Assume for simplicity that the wind and solar are market participants who don’t earn income from PPAs, and that the pumped hydro and BESS is offered into the electricity market at $300/MWh. Consider three possible hourly scenarios of renewable generation and demand:
1) all wind farms and utility PV plants able to generate at their rated output and household PV generating at 3000MW (a very windy and sunny spring day in Queensland) with demand at 6500MW (underlying demand, hence not considering the impact of household PV generation) .
2) Wind farms not generating and utility PV at 1200MW and household PV at 600MW (a calm yet very hot summer evening in Qld) with demand at 10000MW (lots of air-conditioning running)
3) A cold still winter evening with no wind generation, no solar generation of course, and demand of 10,000MW (lots of electrical heating running)
unit type |
maximum output (MW) |
incremental variable cost ($/MWh) |
Stanwell Coal |
3000 |
50 |
CS Energy Coal |
4000 |
40 |
Origin CCGT |
500 |
90 |
Origin OCGT |
800 |
160 |
Clean Co CCGT |
500 |
100 |
Clean Co OCGT |
700 |
150 |
Clean Co pumped hydro and BESS |
600 |
0 (but offers at $300/MWh given opportunity cost) |
Various owners Wind Various owners Utility PV |
800
3000 |
0
0 |
Rooftop PV |
3000 (note that 5000MW installed but never operates at its maximum potential) |
Not applicable as behind- the-meter and outside market |
Solve the following cases of market dispatch for each of the three renewables/demand scenarios:
(i) None of the generation participants are engaging in strategic (gaming) bidding into the market. What is the market clearing price (MCP) ($/MWh), dispatch (MW) and surplus/profit ($'000/hr) for each participant, and surplus ($'000/hr) of the load given the assumed MCP. (please use tables to present these answers). What is the total system surplus ($'000/hr)?

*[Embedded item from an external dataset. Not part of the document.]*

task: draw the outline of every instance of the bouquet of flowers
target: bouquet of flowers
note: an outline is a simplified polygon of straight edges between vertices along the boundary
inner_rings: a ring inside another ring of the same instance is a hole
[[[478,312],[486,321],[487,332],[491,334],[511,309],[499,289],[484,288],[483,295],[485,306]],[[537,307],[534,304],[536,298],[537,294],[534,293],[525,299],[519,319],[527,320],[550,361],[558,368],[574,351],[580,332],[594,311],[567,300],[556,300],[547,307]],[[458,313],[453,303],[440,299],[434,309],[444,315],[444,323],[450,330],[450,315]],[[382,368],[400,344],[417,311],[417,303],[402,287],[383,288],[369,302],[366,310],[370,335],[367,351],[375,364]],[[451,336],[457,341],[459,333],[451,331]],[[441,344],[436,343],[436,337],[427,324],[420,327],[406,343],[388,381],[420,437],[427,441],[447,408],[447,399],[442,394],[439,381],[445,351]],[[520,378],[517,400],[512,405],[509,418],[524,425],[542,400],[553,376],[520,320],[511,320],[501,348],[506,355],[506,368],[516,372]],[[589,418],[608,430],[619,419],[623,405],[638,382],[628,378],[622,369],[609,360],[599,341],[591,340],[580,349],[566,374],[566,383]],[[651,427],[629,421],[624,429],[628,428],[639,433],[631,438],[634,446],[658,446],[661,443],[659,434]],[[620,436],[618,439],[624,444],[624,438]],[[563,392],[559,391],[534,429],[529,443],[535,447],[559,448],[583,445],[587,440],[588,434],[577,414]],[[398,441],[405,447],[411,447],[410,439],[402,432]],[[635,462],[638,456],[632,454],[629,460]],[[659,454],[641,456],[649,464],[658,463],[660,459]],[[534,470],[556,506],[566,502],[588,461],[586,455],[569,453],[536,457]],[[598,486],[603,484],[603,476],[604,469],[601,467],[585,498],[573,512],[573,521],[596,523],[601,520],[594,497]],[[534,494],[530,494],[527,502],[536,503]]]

(ii) Participant CS Energy has now decided to attempt to exert its market power to improve profits. Assume
that the other generators and the load will continue 'preference revealing' bidding. Assume that all participants have excellent knowledge of the true maximum power outputs and incremental variable costs of all their competitor's generating units, and the demand quantity and incremental variable benefit of the load. How might CS Energy offer into the market (quantity, price) to maximise its profits under the different renewable energy and demand scenarios? What would then be the market clearing price, dispatch and profits for each participant and surplus of the load? Is there any change in the total power system surplus?
(iii) Instead of participant CS Energy attempting to exert market power, it is now Origin Energy which is
attempting strategic bidding in order to increase its profits. Assume that all the other generation participants and the load use 'preference revealing' bidding into the market. How might Origin Energy offer into the market (quantity, price) to maximise its profits under the different renewable energy and load scenarios? What would then be the market clearing price, dispatch and profits for each generator and surplus of the load?
Be sure to put your results in tables as appropriate. Please comment on your findings, and their implications for market prices and the exercise of market power in the Queensland region of the Australian NEM.